Research on hydrogen adsorption characteristics of Pt decorated cup-stacked carbon nanotubes

Abstract

A kind of new carbon-based material called cup-stacked carbon nanotubes decorated by Pt atom (CSCNTs-Pt) is analyzed to hydrogen adsorption by density functional theory (DFT). The electron density difference, partial density of states, and electrostatic potential are used to display hydrogen adsorption behaviors on CSCNTs-Pt substrate. The optimization results show that only one hydrogen molecule can be chemically adsorbed by the polarization effect of Pt and the others are physically lateralized by Kubas interaction where H H bond lengths of adsorbed hydrogen molecules are increased. Moreover, the hydrogen molecule near the end of the cone axis is hard to chemisorption due to curvature. Compared with planar graphene, single-wall carbon nanotubes, and nanocones, up to eight hydrogen molecules can be accommodated under the substrate because the ninth hydrogen molecule breaks original adsorption stability.

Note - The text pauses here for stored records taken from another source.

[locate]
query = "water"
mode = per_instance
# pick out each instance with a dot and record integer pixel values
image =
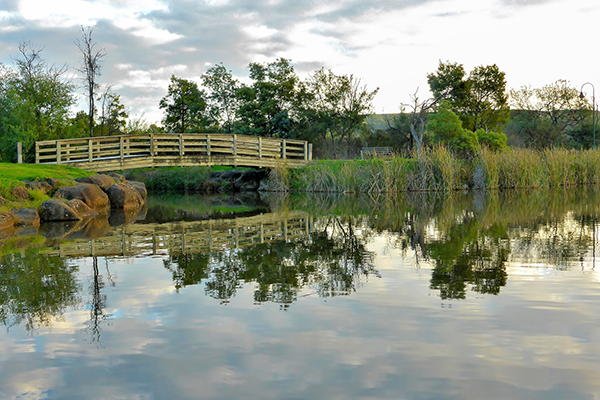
(467, 296)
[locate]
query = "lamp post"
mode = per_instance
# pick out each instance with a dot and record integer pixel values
(581, 96)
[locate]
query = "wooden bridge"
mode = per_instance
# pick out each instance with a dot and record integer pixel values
(110, 153)
(190, 237)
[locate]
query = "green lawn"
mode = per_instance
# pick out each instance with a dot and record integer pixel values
(11, 175)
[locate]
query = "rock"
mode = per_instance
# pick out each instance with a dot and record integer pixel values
(42, 186)
(141, 188)
(20, 193)
(117, 177)
(124, 196)
(60, 229)
(231, 175)
(89, 193)
(26, 216)
(7, 220)
(101, 180)
(57, 210)
(81, 208)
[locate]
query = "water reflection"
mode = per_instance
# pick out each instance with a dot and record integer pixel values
(36, 289)
(322, 248)
(331, 260)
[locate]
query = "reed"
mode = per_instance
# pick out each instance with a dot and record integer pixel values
(439, 169)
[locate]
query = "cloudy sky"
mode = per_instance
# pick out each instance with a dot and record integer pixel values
(390, 44)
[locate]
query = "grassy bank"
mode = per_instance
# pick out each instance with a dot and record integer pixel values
(12, 175)
(440, 170)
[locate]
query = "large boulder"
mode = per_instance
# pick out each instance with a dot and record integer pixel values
(89, 193)
(57, 210)
(124, 196)
(19, 193)
(101, 180)
(7, 220)
(26, 216)
(42, 186)
(81, 208)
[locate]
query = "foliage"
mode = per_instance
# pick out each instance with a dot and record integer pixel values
(35, 103)
(549, 116)
(184, 107)
(336, 106)
(480, 100)
(113, 118)
(221, 98)
(266, 107)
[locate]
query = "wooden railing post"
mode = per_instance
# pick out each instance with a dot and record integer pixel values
(152, 146)
(208, 146)
(58, 152)
(234, 152)
(283, 150)
(122, 147)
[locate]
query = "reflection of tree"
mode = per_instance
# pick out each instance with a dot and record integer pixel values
(97, 304)
(35, 288)
(468, 255)
(331, 261)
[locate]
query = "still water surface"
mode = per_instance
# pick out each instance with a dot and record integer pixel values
(470, 296)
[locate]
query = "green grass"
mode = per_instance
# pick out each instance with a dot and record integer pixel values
(12, 175)
(441, 170)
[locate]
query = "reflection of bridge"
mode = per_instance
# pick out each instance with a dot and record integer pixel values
(190, 237)
(111, 153)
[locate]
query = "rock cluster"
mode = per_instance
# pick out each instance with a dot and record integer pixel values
(89, 197)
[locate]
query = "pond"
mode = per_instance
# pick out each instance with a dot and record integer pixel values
(416, 296)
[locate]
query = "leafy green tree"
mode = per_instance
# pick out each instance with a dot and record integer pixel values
(480, 100)
(35, 104)
(184, 106)
(549, 116)
(113, 119)
(266, 108)
(222, 100)
(337, 106)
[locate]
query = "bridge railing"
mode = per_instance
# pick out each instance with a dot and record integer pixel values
(133, 151)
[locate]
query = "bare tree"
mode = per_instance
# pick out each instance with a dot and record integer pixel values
(90, 68)
(418, 118)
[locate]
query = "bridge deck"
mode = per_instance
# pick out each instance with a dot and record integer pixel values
(110, 153)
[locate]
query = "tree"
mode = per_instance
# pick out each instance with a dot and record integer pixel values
(267, 106)
(418, 119)
(90, 68)
(337, 105)
(221, 98)
(548, 116)
(35, 103)
(480, 100)
(184, 106)
(113, 119)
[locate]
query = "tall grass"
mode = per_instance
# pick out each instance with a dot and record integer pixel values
(439, 169)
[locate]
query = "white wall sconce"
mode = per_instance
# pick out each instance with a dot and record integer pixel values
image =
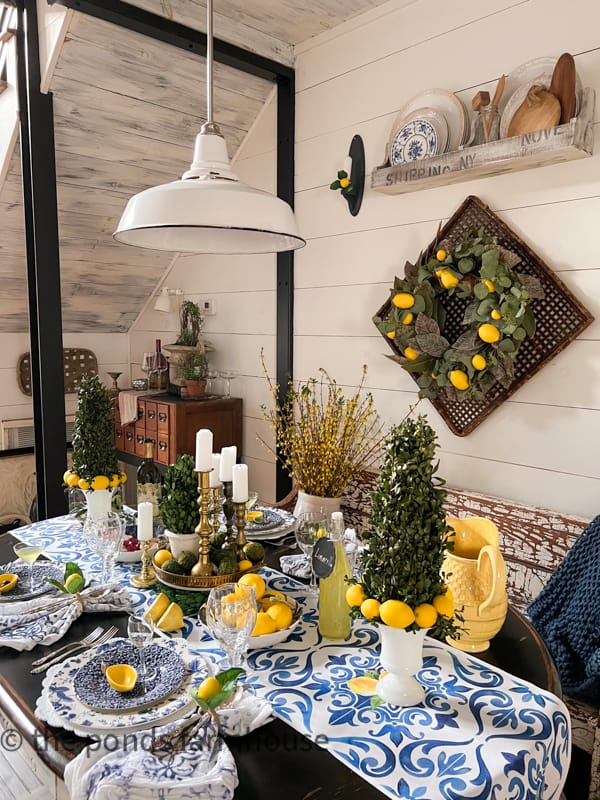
(164, 300)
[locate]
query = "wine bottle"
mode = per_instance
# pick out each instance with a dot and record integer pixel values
(149, 480)
(159, 375)
(334, 611)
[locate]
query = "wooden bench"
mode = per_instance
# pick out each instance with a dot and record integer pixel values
(533, 542)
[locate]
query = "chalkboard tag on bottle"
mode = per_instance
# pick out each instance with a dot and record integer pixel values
(323, 557)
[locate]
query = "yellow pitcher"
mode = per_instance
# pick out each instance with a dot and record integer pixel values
(476, 574)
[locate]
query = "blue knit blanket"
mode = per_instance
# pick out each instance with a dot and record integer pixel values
(567, 615)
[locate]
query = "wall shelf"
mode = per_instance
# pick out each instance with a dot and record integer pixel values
(567, 142)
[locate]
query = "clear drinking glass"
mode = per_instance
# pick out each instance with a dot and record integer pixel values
(140, 631)
(228, 375)
(311, 525)
(105, 535)
(230, 619)
(29, 553)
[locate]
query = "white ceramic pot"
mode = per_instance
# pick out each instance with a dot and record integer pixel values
(178, 542)
(312, 502)
(99, 503)
(402, 657)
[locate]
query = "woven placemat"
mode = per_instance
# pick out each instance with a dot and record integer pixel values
(559, 316)
(77, 363)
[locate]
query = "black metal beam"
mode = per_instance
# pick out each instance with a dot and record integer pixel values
(286, 118)
(43, 267)
(174, 33)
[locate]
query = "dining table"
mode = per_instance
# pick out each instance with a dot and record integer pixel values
(489, 721)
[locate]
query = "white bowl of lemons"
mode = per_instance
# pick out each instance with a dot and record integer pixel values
(278, 615)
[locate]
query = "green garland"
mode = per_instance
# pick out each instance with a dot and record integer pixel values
(498, 317)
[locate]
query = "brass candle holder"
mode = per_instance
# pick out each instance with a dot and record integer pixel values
(240, 524)
(147, 576)
(228, 508)
(204, 527)
(215, 509)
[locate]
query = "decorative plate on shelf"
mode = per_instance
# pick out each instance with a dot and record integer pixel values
(93, 690)
(40, 571)
(415, 140)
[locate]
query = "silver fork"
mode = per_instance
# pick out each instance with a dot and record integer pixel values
(87, 640)
(101, 640)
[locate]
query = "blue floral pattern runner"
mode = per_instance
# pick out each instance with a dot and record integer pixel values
(482, 734)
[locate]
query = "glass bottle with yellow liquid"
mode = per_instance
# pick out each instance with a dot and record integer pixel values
(331, 565)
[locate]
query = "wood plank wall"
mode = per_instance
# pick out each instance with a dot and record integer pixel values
(539, 448)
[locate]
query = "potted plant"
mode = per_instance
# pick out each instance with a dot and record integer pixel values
(95, 467)
(323, 438)
(193, 368)
(190, 324)
(179, 506)
(402, 586)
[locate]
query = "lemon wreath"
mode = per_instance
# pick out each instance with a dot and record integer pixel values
(497, 318)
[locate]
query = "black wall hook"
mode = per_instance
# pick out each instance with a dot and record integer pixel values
(357, 175)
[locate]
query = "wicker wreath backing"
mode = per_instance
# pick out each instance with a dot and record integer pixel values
(559, 316)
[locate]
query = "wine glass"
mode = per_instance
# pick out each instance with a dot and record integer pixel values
(29, 553)
(230, 619)
(105, 535)
(140, 631)
(311, 526)
(228, 375)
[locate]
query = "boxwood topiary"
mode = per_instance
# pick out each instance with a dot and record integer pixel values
(179, 502)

With the increase of hydrogen molecules from one to eight, Pt electron transfer is promoted with enhanced orbital hybridization. • The Multiple H 2 adsorption behavior on CSCNTs decorated by Pt atoms is studied. • The CGL-Pt substrate can adsorb up to eight hydrogen molecules, and H H bond of all molecules are stretched. • Only one hydrogen molecule is chemically adsorbed by polarization., while others are physically lateralized by Kubas coordination. • The hydrogen molecule near the end of the cone axis is not prone to chemisorption due to the existence of curvature, and the chemisorbed hydrogen molecule on the CGL-Pt substrate is separated into two hydrogen atoms. • An increase in Hydrogen molecule numbers exacerbates Pt electron transfer.